Crispi Nevada GTX or Synthetic for early season CO

Joined
Mar 11, 2014
Messages
400
Location
Michigan
I have been through a ton of threads racking my brain and overthinking this probably. Ive done pretty good over the years with my Nevada's in various places and been through a few pair, they have been good. I usually bowhunt elk in Idaho and eastern OR later seasons and its been cooler. This year we are going to try a buddies patch of land in the early CO archery elk season near the Routt nat forest area.
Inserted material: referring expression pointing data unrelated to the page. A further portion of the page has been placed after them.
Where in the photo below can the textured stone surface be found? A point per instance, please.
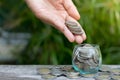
(29, 72)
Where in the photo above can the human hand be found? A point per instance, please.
(56, 12)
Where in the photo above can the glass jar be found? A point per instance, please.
(86, 58)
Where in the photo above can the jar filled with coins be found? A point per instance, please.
(86, 58)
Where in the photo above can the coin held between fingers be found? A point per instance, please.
(74, 27)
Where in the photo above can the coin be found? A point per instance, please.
(88, 75)
(115, 71)
(74, 27)
(43, 71)
(115, 77)
(72, 75)
(56, 72)
(48, 76)
(103, 76)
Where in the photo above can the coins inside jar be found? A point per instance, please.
(86, 58)
(74, 27)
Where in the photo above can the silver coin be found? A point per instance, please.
(70, 23)
(73, 27)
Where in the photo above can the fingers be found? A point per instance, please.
(78, 38)
(71, 9)
(59, 24)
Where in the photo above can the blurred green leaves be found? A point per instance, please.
(99, 18)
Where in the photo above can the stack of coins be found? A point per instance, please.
(86, 59)
(74, 27)
(73, 75)
(106, 73)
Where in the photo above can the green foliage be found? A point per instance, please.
(99, 18)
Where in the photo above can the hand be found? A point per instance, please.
(56, 12)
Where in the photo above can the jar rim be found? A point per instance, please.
(92, 45)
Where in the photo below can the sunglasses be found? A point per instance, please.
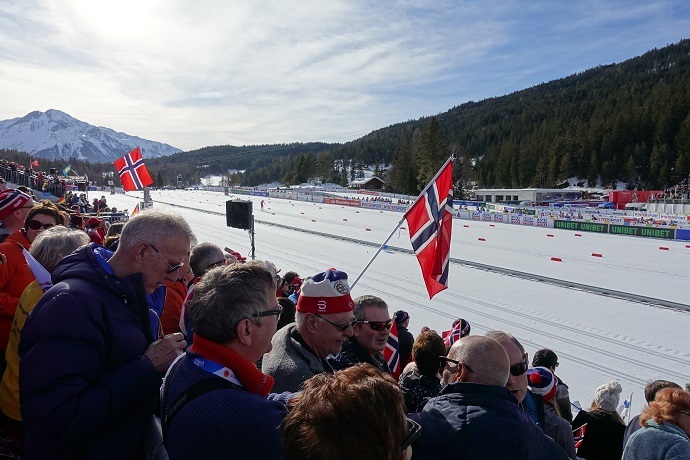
(519, 368)
(35, 225)
(414, 431)
(377, 325)
(277, 312)
(171, 268)
(445, 360)
(340, 327)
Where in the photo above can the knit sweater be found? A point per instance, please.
(224, 423)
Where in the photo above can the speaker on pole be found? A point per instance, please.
(239, 214)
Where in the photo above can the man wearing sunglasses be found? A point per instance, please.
(370, 335)
(215, 403)
(91, 367)
(475, 416)
(323, 321)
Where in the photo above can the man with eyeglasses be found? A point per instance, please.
(91, 367)
(323, 321)
(517, 380)
(475, 416)
(370, 335)
(215, 403)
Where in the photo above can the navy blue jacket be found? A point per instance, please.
(86, 389)
(473, 421)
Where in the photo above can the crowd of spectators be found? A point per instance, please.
(146, 344)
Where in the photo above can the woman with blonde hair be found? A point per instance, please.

I am looking at something that is synthetic and may breathe better like the Colorado's or Thor or Salewa's?? I have flat narrow feet that get wider at the front as they flatten out and the big toe box on the Nevada's has worked well if I add a big insole to take up heel volume. I have a pair of Lowa Camino's that can give me hotspots between my toes (Toebox narrow?).
I guess I am looking for opinions- just stay with the slightly warmer all leather Nevada's or give something synthetic a try? We are basecamping from his place so no big loads unless we get really lucky.
 

Donk

Lil-Rokslider
Joined
May 4, 2019
Messages
149
I have the insulated Nevada’s and love them. I wanted an early season boot so I picked up a pair of the Wyoming’s. I thought it would be the same boot (basically)since it’s the same sole and discussed it with a couple stores who agreed. I’ve tried several things and I’m still getting heal rub from the Wyoming’s. I wish I had orders the uninsulated Nevada’s at this point. This late in the game I would go with something that doesn’t require a break-in that you know would work and have your Nevada’s on hand if you need them. Just my .02 cents.
 

Brettboss

FNG
Joined
Jun 19, 2019
Messages
43
Man, I have thought about this a lot too. For the last 3 years I have run the same pair of Crispi Summits for early season bow hunting here in Montana. I figured the advantage of being lightweight, waterproof, and more breathable was enough to justify the purchase. Looking back, I should have kept with a full leather boot as my synthetic Summits leaked so bad after my first season (13 months in). Crispi's draws a hard line on not backing their product warranty past 12 months. So...I would say, get synthetic (they do breath better) IF you're willing to gamble on potentially needing to buy another pair next year. For me, the tradeoff of having a lightweight more breathable synthetic is not worth the $300+ gamble. I would rather have warm feet than wet feet. As you note, there are a lot of good things about Crispi's full leather boots but the synthetics have a lot of stitching that can fail.